In such case, you will need to use the account management.
Please note that you can automate all the management operations by using lambda functions. Please contact our firstname.lastname@example.org for help.
- Administrator account - Administrator is allowed to log in to NooBaa web management console. The administrator is responsible for resource management and can add storage nodes, cloud resources, etc. An administrator can also manage the permissions across the system. An administrator has email and password credentials in addition to AWS S3 compatible access key and secret key.
- Application account - An application has only AWS S3 compatible API access to the one or more buckets that were assigned to this account by an administrator. Any new bucket that the application will create, will be visible only to this application account. Application account has only AWS compatible S3 access key and secret key credentials.
An example of onboarding a new customer:
- Navigate to Accounts
- An Administrator creates a new "Application Account" for that customer, with Login Access: disabled). [screenshot]
- [Optionally] the administrator can create a bucket for the customer and enable access to this bucket. Alternatively, the customer will create his own bucket. [screenshot]
- The customer will get his AWS S3 compatible credentials and NooBaa's endpoint via email and will use it with his S3 application. Any application that can work with AWS should work with NooBaa. Same for AWS CLI, S3cmd, and any AWS SDK. [screenshot]

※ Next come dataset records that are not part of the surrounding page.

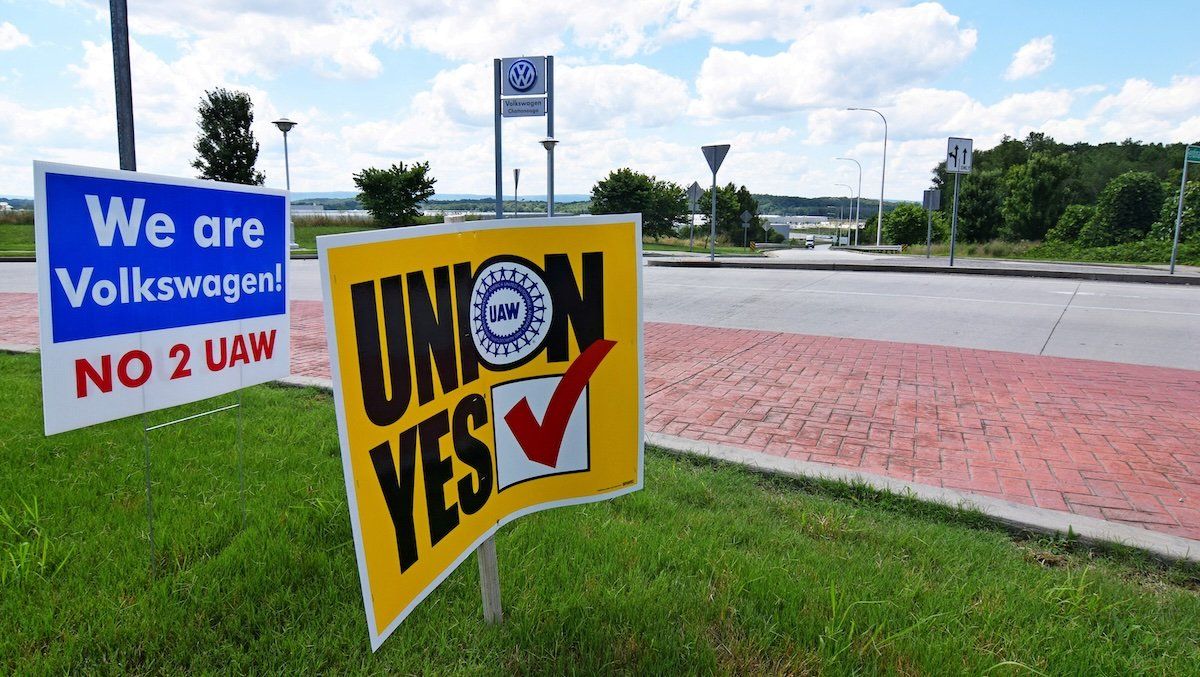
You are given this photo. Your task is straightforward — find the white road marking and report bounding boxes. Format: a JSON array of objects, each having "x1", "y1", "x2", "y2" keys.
[{"x1": 648, "y1": 282, "x2": 1200, "y2": 317}]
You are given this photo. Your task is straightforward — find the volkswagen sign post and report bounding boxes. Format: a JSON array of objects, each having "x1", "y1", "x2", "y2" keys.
[{"x1": 492, "y1": 56, "x2": 554, "y2": 218}]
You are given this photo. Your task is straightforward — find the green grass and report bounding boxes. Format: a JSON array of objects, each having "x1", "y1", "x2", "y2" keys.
[
  {"x1": 0, "y1": 223, "x2": 34, "y2": 257},
  {"x1": 642, "y1": 235, "x2": 762, "y2": 256},
  {"x1": 0, "y1": 355, "x2": 1200, "y2": 675}
]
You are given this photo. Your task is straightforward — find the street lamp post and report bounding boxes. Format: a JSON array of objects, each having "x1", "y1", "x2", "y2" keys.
[
  {"x1": 836, "y1": 184, "x2": 854, "y2": 245},
  {"x1": 541, "y1": 137, "x2": 558, "y2": 216},
  {"x1": 846, "y1": 108, "x2": 888, "y2": 246},
  {"x1": 834, "y1": 157, "x2": 863, "y2": 247},
  {"x1": 271, "y1": 118, "x2": 300, "y2": 250}
]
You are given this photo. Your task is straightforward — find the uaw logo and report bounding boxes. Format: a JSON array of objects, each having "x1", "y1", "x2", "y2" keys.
[{"x1": 509, "y1": 59, "x2": 538, "y2": 91}]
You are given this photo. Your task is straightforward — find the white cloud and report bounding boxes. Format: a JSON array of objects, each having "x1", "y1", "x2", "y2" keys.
[
  {"x1": 695, "y1": 4, "x2": 977, "y2": 118},
  {"x1": 0, "y1": 22, "x2": 30, "y2": 52},
  {"x1": 1004, "y1": 35, "x2": 1054, "y2": 80}
]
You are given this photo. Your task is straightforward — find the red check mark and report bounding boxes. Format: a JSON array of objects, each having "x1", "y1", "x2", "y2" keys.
[{"x1": 504, "y1": 339, "x2": 617, "y2": 468}]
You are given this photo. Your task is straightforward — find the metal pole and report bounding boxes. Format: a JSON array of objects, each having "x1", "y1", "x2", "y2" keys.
[
  {"x1": 708, "y1": 172, "x2": 716, "y2": 260},
  {"x1": 1171, "y1": 145, "x2": 1192, "y2": 275},
  {"x1": 492, "y1": 59, "x2": 504, "y2": 218},
  {"x1": 546, "y1": 144, "x2": 554, "y2": 216},
  {"x1": 475, "y1": 535, "x2": 504, "y2": 624},
  {"x1": 546, "y1": 56, "x2": 554, "y2": 216},
  {"x1": 950, "y1": 172, "x2": 959, "y2": 268},
  {"x1": 108, "y1": 0, "x2": 138, "y2": 172},
  {"x1": 925, "y1": 209, "x2": 934, "y2": 258},
  {"x1": 142, "y1": 413, "x2": 157, "y2": 577},
  {"x1": 688, "y1": 204, "x2": 696, "y2": 252}
]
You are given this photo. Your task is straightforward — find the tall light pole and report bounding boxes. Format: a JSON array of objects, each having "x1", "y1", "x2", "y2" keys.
[
  {"x1": 541, "y1": 137, "x2": 558, "y2": 216},
  {"x1": 834, "y1": 157, "x2": 863, "y2": 246},
  {"x1": 846, "y1": 108, "x2": 888, "y2": 246},
  {"x1": 271, "y1": 118, "x2": 300, "y2": 250},
  {"x1": 835, "y1": 184, "x2": 854, "y2": 245}
]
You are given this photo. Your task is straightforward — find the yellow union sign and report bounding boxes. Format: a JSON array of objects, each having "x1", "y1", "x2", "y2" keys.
[{"x1": 318, "y1": 215, "x2": 643, "y2": 649}]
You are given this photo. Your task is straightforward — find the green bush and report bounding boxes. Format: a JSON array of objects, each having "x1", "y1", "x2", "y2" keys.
[
  {"x1": 1150, "y1": 181, "x2": 1200, "y2": 242},
  {"x1": 1046, "y1": 204, "x2": 1096, "y2": 242},
  {"x1": 1079, "y1": 172, "x2": 1165, "y2": 247}
]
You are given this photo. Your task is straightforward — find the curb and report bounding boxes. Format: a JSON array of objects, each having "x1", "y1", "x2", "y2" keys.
[
  {"x1": 646, "y1": 259, "x2": 1200, "y2": 286},
  {"x1": 7, "y1": 343, "x2": 1200, "y2": 562},
  {"x1": 646, "y1": 432, "x2": 1200, "y2": 562}
]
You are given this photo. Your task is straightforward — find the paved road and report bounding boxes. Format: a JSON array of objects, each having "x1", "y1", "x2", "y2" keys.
[
  {"x1": 644, "y1": 268, "x2": 1200, "y2": 370},
  {"x1": 0, "y1": 260, "x2": 1200, "y2": 370}
]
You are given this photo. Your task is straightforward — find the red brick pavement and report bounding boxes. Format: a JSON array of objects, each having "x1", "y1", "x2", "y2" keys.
[{"x1": 7, "y1": 294, "x2": 1200, "y2": 539}]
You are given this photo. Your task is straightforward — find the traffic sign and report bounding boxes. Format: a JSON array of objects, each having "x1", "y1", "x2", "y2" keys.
[
  {"x1": 688, "y1": 181, "x2": 704, "y2": 211},
  {"x1": 700, "y1": 144, "x2": 730, "y2": 174},
  {"x1": 500, "y1": 56, "x2": 546, "y2": 96},
  {"x1": 34, "y1": 162, "x2": 290, "y2": 435},
  {"x1": 946, "y1": 137, "x2": 974, "y2": 174},
  {"x1": 500, "y1": 96, "x2": 546, "y2": 118}
]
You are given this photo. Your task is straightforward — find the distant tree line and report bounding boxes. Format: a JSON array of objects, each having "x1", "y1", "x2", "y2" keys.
[
  {"x1": 589, "y1": 167, "x2": 782, "y2": 245},
  {"x1": 921, "y1": 132, "x2": 1200, "y2": 247}
]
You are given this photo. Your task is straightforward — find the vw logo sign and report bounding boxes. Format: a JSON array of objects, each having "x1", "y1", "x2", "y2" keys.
[
  {"x1": 470, "y1": 260, "x2": 554, "y2": 369},
  {"x1": 509, "y1": 59, "x2": 538, "y2": 91}
]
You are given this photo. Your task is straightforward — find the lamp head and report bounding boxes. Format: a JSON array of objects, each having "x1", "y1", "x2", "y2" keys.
[{"x1": 271, "y1": 118, "x2": 296, "y2": 134}]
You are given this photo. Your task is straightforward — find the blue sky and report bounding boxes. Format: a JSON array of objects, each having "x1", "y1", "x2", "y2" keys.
[{"x1": 0, "y1": 0, "x2": 1200, "y2": 199}]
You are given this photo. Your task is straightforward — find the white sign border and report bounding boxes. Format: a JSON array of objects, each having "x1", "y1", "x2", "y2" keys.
[
  {"x1": 34, "y1": 160, "x2": 292, "y2": 435},
  {"x1": 317, "y1": 214, "x2": 646, "y2": 652}
]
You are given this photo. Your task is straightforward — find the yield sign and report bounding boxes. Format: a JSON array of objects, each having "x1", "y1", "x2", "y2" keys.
[{"x1": 700, "y1": 143, "x2": 730, "y2": 174}]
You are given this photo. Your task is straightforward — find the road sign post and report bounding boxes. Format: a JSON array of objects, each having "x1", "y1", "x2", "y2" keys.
[
  {"x1": 946, "y1": 137, "x2": 974, "y2": 266},
  {"x1": 700, "y1": 143, "x2": 730, "y2": 260},
  {"x1": 688, "y1": 181, "x2": 703, "y2": 252},
  {"x1": 1171, "y1": 145, "x2": 1200, "y2": 275},
  {"x1": 922, "y1": 188, "x2": 942, "y2": 258},
  {"x1": 492, "y1": 56, "x2": 554, "y2": 218}
]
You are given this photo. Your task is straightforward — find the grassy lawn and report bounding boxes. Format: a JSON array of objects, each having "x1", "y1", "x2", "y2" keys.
[
  {"x1": 0, "y1": 355, "x2": 1200, "y2": 675},
  {"x1": 0, "y1": 223, "x2": 34, "y2": 257},
  {"x1": 642, "y1": 238, "x2": 762, "y2": 256}
]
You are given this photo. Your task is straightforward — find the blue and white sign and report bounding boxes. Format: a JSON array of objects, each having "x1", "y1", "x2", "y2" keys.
[
  {"x1": 500, "y1": 56, "x2": 546, "y2": 96},
  {"x1": 34, "y1": 162, "x2": 290, "y2": 435}
]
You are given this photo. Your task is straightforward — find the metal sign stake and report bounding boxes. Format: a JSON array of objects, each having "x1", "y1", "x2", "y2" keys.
[{"x1": 950, "y1": 173, "x2": 959, "y2": 268}]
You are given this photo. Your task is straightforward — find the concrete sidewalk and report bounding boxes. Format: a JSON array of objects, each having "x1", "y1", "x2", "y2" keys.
[
  {"x1": 0, "y1": 293, "x2": 1200, "y2": 557},
  {"x1": 647, "y1": 252, "x2": 1200, "y2": 286}
]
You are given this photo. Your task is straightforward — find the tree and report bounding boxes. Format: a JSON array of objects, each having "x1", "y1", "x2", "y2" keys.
[
  {"x1": 883, "y1": 203, "x2": 945, "y2": 245},
  {"x1": 1000, "y1": 152, "x2": 1070, "y2": 241},
  {"x1": 1079, "y1": 172, "x2": 1166, "y2": 247},
  {"x1": 592, "y1": 167, "x2": 688, "y2": 240},
  {"x1": 192, "y1": 88, "x2": 266, "y2": 186},
  {"x1": 354, "y1": 162, "x2": 438, "y2": 227},
  {"x1": 1046, "y1": 204, "x2": 1096, "y2": 242},
  {"x1": 942, "y1": 168, "x2": 1020, "y2": 242},
  {"x1": 1150, "y1": 181, "x2": 1200, "y2": 242}
]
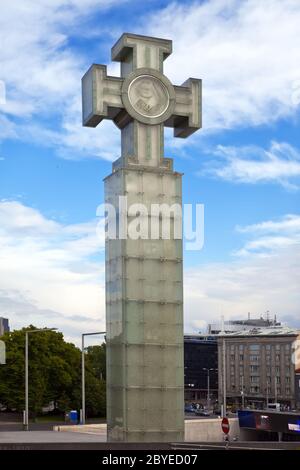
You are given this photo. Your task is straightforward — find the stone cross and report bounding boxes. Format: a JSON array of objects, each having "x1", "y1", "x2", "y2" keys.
[{"x1": 82, "y1": 33, "x2": 201, "y2": 166}]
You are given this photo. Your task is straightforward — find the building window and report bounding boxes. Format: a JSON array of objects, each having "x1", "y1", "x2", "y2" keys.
[
  {"x1": 249, "y1": 344, "x2": 260, "y2": 352},
  {"x1": 250, "y1": 375, "x2": 259, "y2": 383}
]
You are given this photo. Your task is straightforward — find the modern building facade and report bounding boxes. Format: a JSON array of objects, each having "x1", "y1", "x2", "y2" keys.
[
  {"x1": 218, "y1": 327, "x2": 300, "y2": 408},
  {"x1": 184, "y1": 335, "x2": 218, "y2": 405},
  {"x1": 207, "y1": 312, "x2": 281, "y2": 335},
  {"x1": 0, "y1": 317, "x2": 9, "y2": 336}
]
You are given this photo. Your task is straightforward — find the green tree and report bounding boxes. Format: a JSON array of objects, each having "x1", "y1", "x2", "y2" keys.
[{"x1": 0, "y1": 325, "x2": 105, "y2": 416}]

- When the customer's application requests to list available buckets, that list will return empty at first, since that account has no access to any bucket. The list-buckets request will always filter based on permissions.
- When the application creates a new bucket through the S3 API, any such bucket created by the application will automatically be granted access permission only to that application account. Alternatively, an administrator can also create buckets and grant access permissions to a specific application account.